Ransomware Group: QILIN

VICTIM NAME: evergreen-hotel

NOTE: No files or stolen information are [exfiltrated/downloaded/taken/hosted/seen/reposted/disclosed] by RedPacket Security. Any legal issues relating to the content of the files should be directed at the attackers directly, not RedPacket Security. This blog is simply posting an editorial news post informing that a company has fallen victim to a ransomware attack. RedPacket Security is in no way affiliated or aligned with any ransomware threat actors or groups and will not host infringing content. The information on this page is fully automated and redacted whilst being scraped directly from the QILIN Onion Dark Web Tor Blog page.

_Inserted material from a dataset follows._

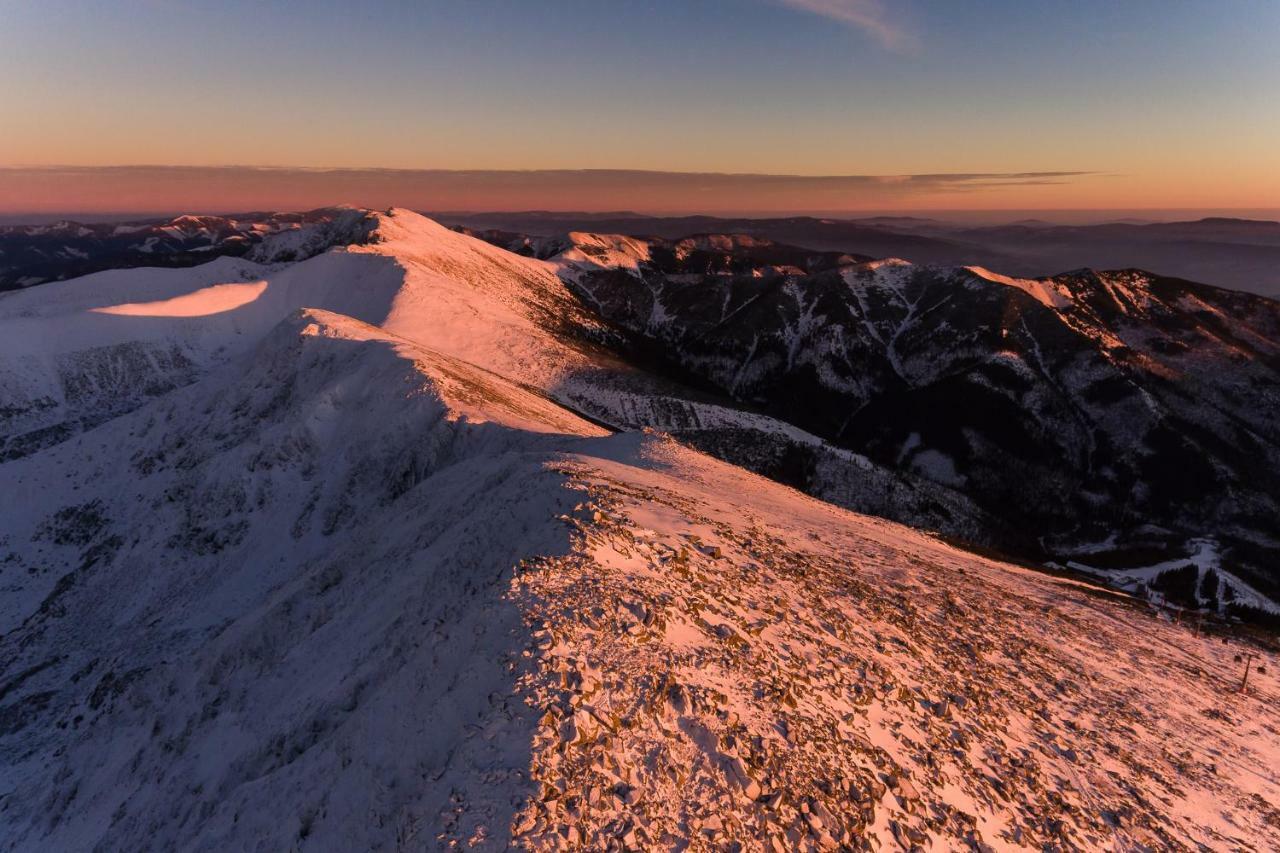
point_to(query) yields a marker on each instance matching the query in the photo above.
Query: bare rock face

AI Generated Summary of the Ransomware Leak Page

The ransomware leak page pertains to Evergreen Hospitality Group, a prominent hospitality and tourism company located in British Columbia, Canada. The incident was publicly disclosed shortly after the attack, which is believed to have occurred on May 29, 2025. The company’s operations include managing multiple accommodations across numerous destinations, emphasizing regional tourism and hospitality services. Details indicate that the attack compromised its data, and the leak page includes a screenshot preview of the affected internal information or related communications. The event underscores the ongoing cybersecurity challenges faced by large regional hospitality providers, highlighting potential impacts on business operations and customer trust.

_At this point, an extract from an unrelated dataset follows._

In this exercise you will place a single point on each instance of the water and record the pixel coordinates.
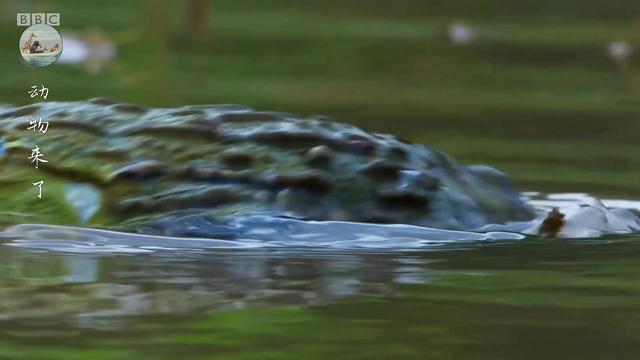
(479, 297)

The leak appears to include sensitive data or internal documents, which have been made accessible via a dark web URL. The victim’s website domain is www.evergreenhotelgroup.com. The threat actor group responsible for the attack is identified as “qilin.” No specific evidence of data theft, such as credentials or detailed information, is provided publicly. A screenshot depicting possibly internal documents or system interfaces indicates the severity of the breach. This incident serves as a reminder of the importance of robust cybersecurity measures in the hospitality sector to protect customer data, proprietary information, and operational continuity.